The insulin dispenser pump incorporates developments of the last 30 years. The pump, a mini computer, connects to the patient’s body through a catheter, usually placed in the abdominal area, which has the dual task of constantly providing “basal” insulin and extra doses — called “boluses” — to process meals.

“The pancreas produces 40 percent of the insulin in basal form that is always present so that cells can consume glucose. The other 60 percent is produced when we eat, particularly carbohydrates,” says Díaz.

While the pump and insulin injections are similar, the pump has its advantages.

“With the insulin pump I can provide even smaller or more precise amounts than with the syringe,” Díaz says.

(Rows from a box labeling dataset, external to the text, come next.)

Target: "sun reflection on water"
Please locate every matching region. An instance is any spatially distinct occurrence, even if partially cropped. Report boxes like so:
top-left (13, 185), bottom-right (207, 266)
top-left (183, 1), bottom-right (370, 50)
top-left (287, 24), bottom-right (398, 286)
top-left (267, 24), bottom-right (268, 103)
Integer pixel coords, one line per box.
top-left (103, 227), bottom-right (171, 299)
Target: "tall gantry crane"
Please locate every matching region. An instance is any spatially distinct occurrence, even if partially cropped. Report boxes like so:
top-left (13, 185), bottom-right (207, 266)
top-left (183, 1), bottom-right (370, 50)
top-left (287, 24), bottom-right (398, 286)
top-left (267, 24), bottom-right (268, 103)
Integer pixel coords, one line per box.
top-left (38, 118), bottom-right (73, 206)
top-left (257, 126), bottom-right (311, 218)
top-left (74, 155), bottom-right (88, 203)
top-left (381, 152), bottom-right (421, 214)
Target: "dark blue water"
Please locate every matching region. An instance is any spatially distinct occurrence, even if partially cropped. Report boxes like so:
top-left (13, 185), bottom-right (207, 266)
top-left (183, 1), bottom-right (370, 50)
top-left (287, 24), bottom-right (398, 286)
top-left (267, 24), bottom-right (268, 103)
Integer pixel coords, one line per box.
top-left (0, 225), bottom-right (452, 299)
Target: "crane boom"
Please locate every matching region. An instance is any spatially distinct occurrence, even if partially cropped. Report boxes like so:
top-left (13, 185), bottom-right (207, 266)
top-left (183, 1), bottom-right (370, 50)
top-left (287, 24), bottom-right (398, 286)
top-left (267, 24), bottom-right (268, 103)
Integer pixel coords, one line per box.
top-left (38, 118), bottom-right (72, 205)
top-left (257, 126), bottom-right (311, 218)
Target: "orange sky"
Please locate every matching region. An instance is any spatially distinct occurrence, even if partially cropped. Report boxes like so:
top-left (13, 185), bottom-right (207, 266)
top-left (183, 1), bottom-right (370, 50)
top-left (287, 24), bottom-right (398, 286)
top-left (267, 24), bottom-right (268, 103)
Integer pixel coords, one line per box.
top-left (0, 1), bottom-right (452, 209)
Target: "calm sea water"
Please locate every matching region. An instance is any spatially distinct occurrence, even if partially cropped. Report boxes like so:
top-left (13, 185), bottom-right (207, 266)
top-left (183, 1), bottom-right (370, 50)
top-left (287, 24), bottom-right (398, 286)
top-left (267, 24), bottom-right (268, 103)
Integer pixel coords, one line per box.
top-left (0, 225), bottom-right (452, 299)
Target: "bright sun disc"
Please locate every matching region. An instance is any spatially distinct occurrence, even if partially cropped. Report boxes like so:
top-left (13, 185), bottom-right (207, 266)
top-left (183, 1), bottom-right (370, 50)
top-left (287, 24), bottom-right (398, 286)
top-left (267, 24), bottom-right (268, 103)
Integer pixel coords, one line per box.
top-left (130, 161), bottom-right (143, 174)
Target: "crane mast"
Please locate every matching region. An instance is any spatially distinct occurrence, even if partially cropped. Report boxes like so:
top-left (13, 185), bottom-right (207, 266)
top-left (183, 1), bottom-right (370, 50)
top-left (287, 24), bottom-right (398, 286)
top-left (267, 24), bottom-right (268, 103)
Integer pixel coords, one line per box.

This is particularly important for small children, for whom injected doses can be very high. The pump runs continuously, avoiding the swings of blood sugar levels in the early morning or throughout the night.

The possibility of programming the insulin doses in accordance with the patient’s daily routine also allows the doctor to prescribe different amounts of basal insulin, depending on physical activity.

“For instance, if the patient is a boy who plays a lot at school between 1 and 3 in the afternoon, his sugar can be lowered by giving him the same dose as when he is resting,” Díaz says. “With the pump I can lower the dose specifically during those hours, something I can’t do with syringes.”